Western blot analysis

Retinas were quickly removed and homogenized in 100 μl of cold lysis buffer (50 mM Tris–HCl, 1% Nonidet P-40, 5 mM EDTA, 150 mM NaCl, 0.5% Na-deoxycholate, 1 mM MgCl2, 1 mM DTT, 1 mM Na3VO4, 1 mM NaF, 1 mM phenylmethylsulfonyl fluoride (PMSF), and Complete Protease Inhibitor Cocktail [Roche]). Protein concentration was determined by BCA Protein Assay kit (Sigma-Aldrich). Thirty microgram of the protein was loaded per lane. Primary antibodies used were GluN2A (1:500, Covance), GluN2B (1:500) [41], GluN2C (1:100, Invitrogen), GluN2D (1:500) [42], β-actin (1:1000, Santa Cruz). They were then incubated with anti-rabbit, guinea pig or mouse IgG-HRP-conjugated secondary antibody (1:5000, Jackson ImmunoResearch). SuperSignal West Femto Maximum Sensitivity Substrate (Thermo Scientific) was used to visualize the immunoreactive proteins.

Immunohistochemistry

Sections were prepared as previously described [15]. Frozen retinal sections of 12 μm thickness were incubated using anti-Brn3 (1:50, Santa Cruz), anti-calretinin (1:500, Swant) and anti-GluN2B (1:100) antibodies. For Brn3 and calretinin detection, Cy-3-conjugated donkey anti-goat IgG (1:500, Jackson ImmunoResearch) and goat anti-rabbit IgG Alexa 488 (1:1000, Molecular Probes) were used as secondary antibodies. For GluN2B detection, peroxidase labelled polymer conjugated to goat anti-rabbit IgG (DAKO) was used as secondary antibody. Images were recorded with an LSM-510 META confocal laser microscope (Carl Zeiss).

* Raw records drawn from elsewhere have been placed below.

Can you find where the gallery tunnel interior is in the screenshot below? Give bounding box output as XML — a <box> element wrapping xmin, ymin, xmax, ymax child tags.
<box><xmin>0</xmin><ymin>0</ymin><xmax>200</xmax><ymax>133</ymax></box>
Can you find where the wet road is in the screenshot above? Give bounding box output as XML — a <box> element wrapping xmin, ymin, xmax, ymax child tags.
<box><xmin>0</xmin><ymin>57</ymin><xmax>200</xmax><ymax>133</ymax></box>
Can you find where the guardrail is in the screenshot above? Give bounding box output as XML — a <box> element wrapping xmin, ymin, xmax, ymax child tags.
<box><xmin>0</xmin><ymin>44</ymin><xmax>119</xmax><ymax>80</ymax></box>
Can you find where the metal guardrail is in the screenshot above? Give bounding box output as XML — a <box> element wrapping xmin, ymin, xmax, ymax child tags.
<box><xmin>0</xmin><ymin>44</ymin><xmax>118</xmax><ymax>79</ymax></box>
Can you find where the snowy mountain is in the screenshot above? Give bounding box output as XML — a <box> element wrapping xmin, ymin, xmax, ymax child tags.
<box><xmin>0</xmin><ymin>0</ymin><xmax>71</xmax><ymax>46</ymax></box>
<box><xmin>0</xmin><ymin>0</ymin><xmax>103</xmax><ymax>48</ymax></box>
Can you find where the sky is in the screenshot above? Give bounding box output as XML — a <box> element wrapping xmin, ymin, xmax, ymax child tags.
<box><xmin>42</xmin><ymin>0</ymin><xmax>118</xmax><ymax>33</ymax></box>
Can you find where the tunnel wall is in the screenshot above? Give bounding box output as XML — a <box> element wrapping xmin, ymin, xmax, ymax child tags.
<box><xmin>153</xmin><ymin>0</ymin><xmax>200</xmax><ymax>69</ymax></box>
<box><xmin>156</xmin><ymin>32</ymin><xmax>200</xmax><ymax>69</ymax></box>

Histology and morphometric analysis

Eyes from mice at postnatal day 35 (P35) were enucleated and fixed in Davidson’s solution fixative [43], then embedded in paraffin wax. In some experiments, HON0001 (10 mg/kg, a gift from T. Honda at Hoshi University) [16] or saline was injected orally (p.o.) into GLAST KO mice daily from P21 to P35. These mice were sacrificed on P35 and processed for RGC count. Paraffin sections (7 μm thick) were cut though the optic nerve and stained with hematoxylin and eosin (H&E). The number of neurons in the GCL was counted as previously described [15]. The thickness of the IRL (from GCL to INL) was measured at a distance of 0.5 to 1.0 mm from optic disc.

Animal models of NMDA-induecd retinal neuronal death and morphometric analysis

Intravitreal injection of NMDA (Sigma) was conducted as previously described [15]. Briefly, a single 2-μl injection of 20 mM NMDA in 0.1 M PBS (pH 7.4) was administered intravitreally into the right eye of each mouse, the same volume of PBS was administered to the contralateral (left) eye as control. The animals were sacrificed at 1 day or 7 days after injection, and eyes were enucleated for morphometric and TUNEL analysis. Paraffin sections (5 μm thick) were cut though the optic nerve and stained with H&E. The extent of NMDA-induced retinal cell death after 7 days was quantified by counts of neurons in the GCL and the thickness of the IRL. The changes of the number of ganglion cells and thickness of IRL after NMDA injection were expressed as percentages of the control eyes.

TUNEL staining

At 1 day after the NMDA or PBS injection, TUNEL staining was performed with paraffin sections (5 μm thick) according to the manufacturer’s instructions (Promega). Fluorescence detection was carried out using Alexa-fluor-568-conjugated streptavidin (Molecular Probes). TUNEL-positive cells in the GCL were counted and expressed as percentages of total DAPI stained cells in the GCL.

Statistics

Statistical analyses were conducted using Student’s t-test for comparison between two samples, or one-way ANOVA followed by Bonferroni’s test for multiple comparisons, using the SPSS 17.0 software package. Data are expressed as mean ± S.E.M. P values < 0.05 were considered statistically significant.